Horror’s “Worst” Films – Monster A-Go Go (1965)

In 1963 exploitation director Herschell Gordon Lewis released Blood Feast, considered the first “splatter” film, a shocking milestone in horror. Two years later he needed a second film for his double-bill release with Moonshine Mountain, and he acquired a half-completed Bill Rebane film called Terror at Halfday which Rebane had abandoned in 1961 due to depleted finances. Lewis finished the film, recasting different actors to continue character roles and slapping it together as quickly as possible. One actor which he re-hired from the Rebane portion had changed his appearance so dramatically that he was recast as the brother of the original character. Lewis put minimal effort into completing the film, and it shows. Boy, does it show.

Firstly, the title is an absolute misnomer. The term “a Go-Go” refers to unrestrained, erotic dancing, particularly to popular music, and while there’s a gratuitous dance scene, there is nothing unrestrained about this film.
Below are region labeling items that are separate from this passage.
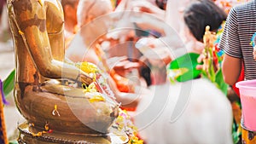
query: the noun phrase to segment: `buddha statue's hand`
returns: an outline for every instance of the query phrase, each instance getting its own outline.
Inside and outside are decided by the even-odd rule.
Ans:
[[[81,72],[76,79],[76,82],[79,84],[79,85],[82,85],[83,84],[89,85],[93,81],[93,76],[90,76],[84,72]]]

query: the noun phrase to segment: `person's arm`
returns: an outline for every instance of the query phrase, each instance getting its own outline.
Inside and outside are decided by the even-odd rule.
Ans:
[[[241,68],[241,60],[225,55],[222,64],[224,82],[229,85],[236,83]]]
[[[237,81],[241,67],[241,47],[238,34],[237,14],[236,8],[228,15],[219,48],[225,53],[222,72],[226,84],[233,85]]]

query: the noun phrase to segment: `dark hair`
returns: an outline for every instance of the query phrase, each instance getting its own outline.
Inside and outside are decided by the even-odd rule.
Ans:
[[[192,1],[183,14],[185,24],[198,41],[202,41],[207,26],[217,31],[226,18],[226,13],[212,0]]]

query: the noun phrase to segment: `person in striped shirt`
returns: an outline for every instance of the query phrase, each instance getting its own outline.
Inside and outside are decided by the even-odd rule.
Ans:
[[[256,32],[256,1],[231,9],[220,40],[219,48],[226,54],[223,61],[225,83],[233,85],[237,81],[244,64],[245,79],[256,78],[251,38]]]

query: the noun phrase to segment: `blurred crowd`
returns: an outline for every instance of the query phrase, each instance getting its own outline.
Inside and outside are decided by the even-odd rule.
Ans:
[[[172,60],[186,53],[196,53],[201,55],[196,60],[199,63],[202,61],[201,58],[206,47],[206,26],[209,26],[209,31],[216,33],[223,26],[230,9],[246,2],[247,1],[60,0],[64,14],[65,56],[73,62],[87,61],[97,65],[109,76],[108,84],[117,101],[122,103],[121,107],[137,113],[145,107],[143,106],[145,103],[143,101],[153,100],[148,95],[154,86],[165,86],[166,83],[169,84],[166,67],[169,67]],[[119,26],[120,29],[111,31]],[[0,0],[1,43],[11,38],[9,32],[6,2]],[[202,66],[199,65],[197,69],[201,69]],[[166,118],[171,117],[166,110],[167,112],[163,112],[162,121],[157,120],[157,124],[154,123],[153,126],[143,130],[139,133],[140,136],[148,144],[241,142],[241,138],[235,141],[231,134],[234,119],[234,114],[230,111],[231,105],[234,99],[239,100],[238,94],[229,88],[228,95],[231,97],[229,97],[231,101],[228,101],[226,95],[218,92],[211,83],[193,81],[195,86],[193,88],[195,92],[191,92],[192,104],[188,106],[189,112],[183,113],[181,120],[164,128]],[[176,85],[170,86],[171,95],[176,95],[181,93],[177,90],[181,86],[178,84],[180,83],[177,82]],[[201,90],[201,88],[205,89]],[[201,96],[195,96],[201,95]],[[210,95],[207,97],[206,95]],[[150,102],[152,101],[146,102],[146,105]],[[175,102],[168,102],[168,105],[175,105]],[[172,111],[173,107],[166,107],[166,109]],[[216,111],[216,113],[212,114],[212,111]],[[193,118],[194,116],[198,118]],[[215,118],[212,121],[207,119],[212,118]],[[205,121],[201,122],[203,124],[198,124],[200,118]],[[135,124],[143,124],[143,119],[134,119]],[[218,119],[223,121],[219,120],[221,123],[218,123]],[[197,124],[189,124],[189,122]],[[159,124],[161,123],[163,124]],[[172,137],[165,134],[164,130],[170,132],[168,134],[172,134]],[[172,133],[173,130],[176,134]],[[240,130],[236,128],[233,130],[238,130],[239,133]],[[161,135],[159,134],[154,136],[155,133]],[[221,138],[217,140],[217,135]]]

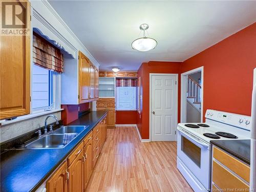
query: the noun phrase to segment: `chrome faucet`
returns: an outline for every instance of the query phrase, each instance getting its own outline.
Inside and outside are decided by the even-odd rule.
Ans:
[[[54,119],[55,119],[55,120],[56,120],[56,123],[55,123],[55,124],[59,124],[58,120],[57,118],[57,117],[56,117],[56,116],[55,116],[53,115],[48,115],[47,117],[46,117],[46,120],[45,121],[45,133],[44,133],[44,134],[46,134],[47,133],[47,119],[48,119],[48,118],[50,117],[52,117]],[[50,125],[50,130],[49,131],[50,131],[50,132],[52,132],[52,131],[53,131],[53,130],[52,130],[52,125]]]

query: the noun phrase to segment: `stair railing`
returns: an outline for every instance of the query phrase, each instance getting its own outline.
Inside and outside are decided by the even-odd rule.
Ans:
[[[188,97],[195,98],[195,102],[201,102],[201,86],[189,76],[188,78]]]

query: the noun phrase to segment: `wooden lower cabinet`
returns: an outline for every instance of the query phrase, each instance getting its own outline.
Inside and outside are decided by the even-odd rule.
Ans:
[[[65,161],[46,182],[46,191],[68,192],[68,163]]]
[[[109,110],[106,116],[106,123],[108,127],[114,127],[115,122],[115,111],[114,109]]]
[[[47,191],[85,191],[106,137],[105,116],[47,181]]]
[[[69,191],[83,191],[83,161],[82,150],[68,168]]]
[[[91,138],[83,148],[83,189],[86,189],[93,173],[93,139]]]

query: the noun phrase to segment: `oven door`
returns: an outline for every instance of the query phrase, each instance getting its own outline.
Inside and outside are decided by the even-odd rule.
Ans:
[[[206,189],[210,189],[210,144],[178,127],[177,155]]]

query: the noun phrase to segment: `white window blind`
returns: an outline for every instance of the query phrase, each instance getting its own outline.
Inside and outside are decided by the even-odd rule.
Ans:
[[[32,68],[32,109],[49,108],[52,103],[52,72],[35,65]]]
[[[136,110],[136,87],[116,87],[116,109]]]

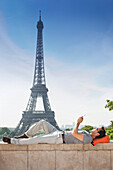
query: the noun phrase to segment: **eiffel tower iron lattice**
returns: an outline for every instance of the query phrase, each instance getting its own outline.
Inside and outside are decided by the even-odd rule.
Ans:
[[[36,46],[36,60],[35,71],[33,79],[33,87],[31,88],[31,95],[26,107],[26,110],[22,114],[22,119],[14,130],[14,135],[20,135],[24,133],[35,122],[41,119],[45,119],[53,126],[59,129],[55,121],[55,113],[51,110],[51,106],[48,99],[48,89],[46,88],[45,71],[44,71],[44,57],[43,57],[43,22],[41,21],[41,11],[39,21],[37,22],[37,46]],[[44,111],[36,110],[37,98],[42,98]]]

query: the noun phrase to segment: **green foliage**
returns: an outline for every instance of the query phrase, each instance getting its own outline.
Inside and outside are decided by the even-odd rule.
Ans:
[[[109,111],[113,110],[113,101],[106,100],[107,104],[105,105],[105,108],[109,108]]]
[[[80,130],[86,130],[87,132],[91,132],[91,130],[93,129],[93,126],[90,125],[85,125],[83,128],[81,128]]]

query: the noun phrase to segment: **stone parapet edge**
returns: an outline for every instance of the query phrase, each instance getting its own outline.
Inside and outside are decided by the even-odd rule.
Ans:
[[[0,151],[92,151],[113,150],[113,143],[100,143],[96,146],[91,144],[36,144],[36,145],[13,145],[0,143]]]

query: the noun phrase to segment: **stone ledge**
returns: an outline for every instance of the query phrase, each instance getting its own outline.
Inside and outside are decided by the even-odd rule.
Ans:
[[[113,143],[0,143],[0,170],[113,170]]]
[[[113,150],[113,143],[91,144],[36,144],[13,145],[0,143],[0,151],[87,151],[87,150]]]

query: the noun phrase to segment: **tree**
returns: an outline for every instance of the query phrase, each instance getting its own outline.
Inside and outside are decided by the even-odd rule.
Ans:
[[[106,100],[107,104],[105,105],[105,108],[109,108],[109,111],[113,110],[113,101]]]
Monster A-Go Go (1965) is the nadir of such suggested dynamism. Instead we get an incoherent plot about a returning astronaut who is either replaced by or transformed into a tall skulking monster (Henry Hite).

monster-a-go-go-1965-still

Rebane’s story was muddy at best, but Lewis’s additions only served to confuse rather than clarify matters. The film mainly consists of static shots of people talking… and talking… and talking. We hear about the monster being captured and escaping, but never see it. The same is true for anything else that might be of interest. When we are shown the monster, the screen is often too dark to make out what’s happening. Likewise, sometimes the audio is so poorly rendered the listener must strain to hear what’s being said (and then they’ll wonder why they even bothered). In one scene sure to induce eye rolls, instead of an actual phone ringing we hear an actor voicing a quick “bbbrrrr” imitation before pretending to answer it.

Supposedly the guys at Mystery Science Theater 3000, who featured this film in 1993, considered this to officially be the worst film they ever did on the show. If you must see this film, I strongly suggest you do so with their company, as even with their colorful commentary Monster A-Go Go is a torturous test of endurance.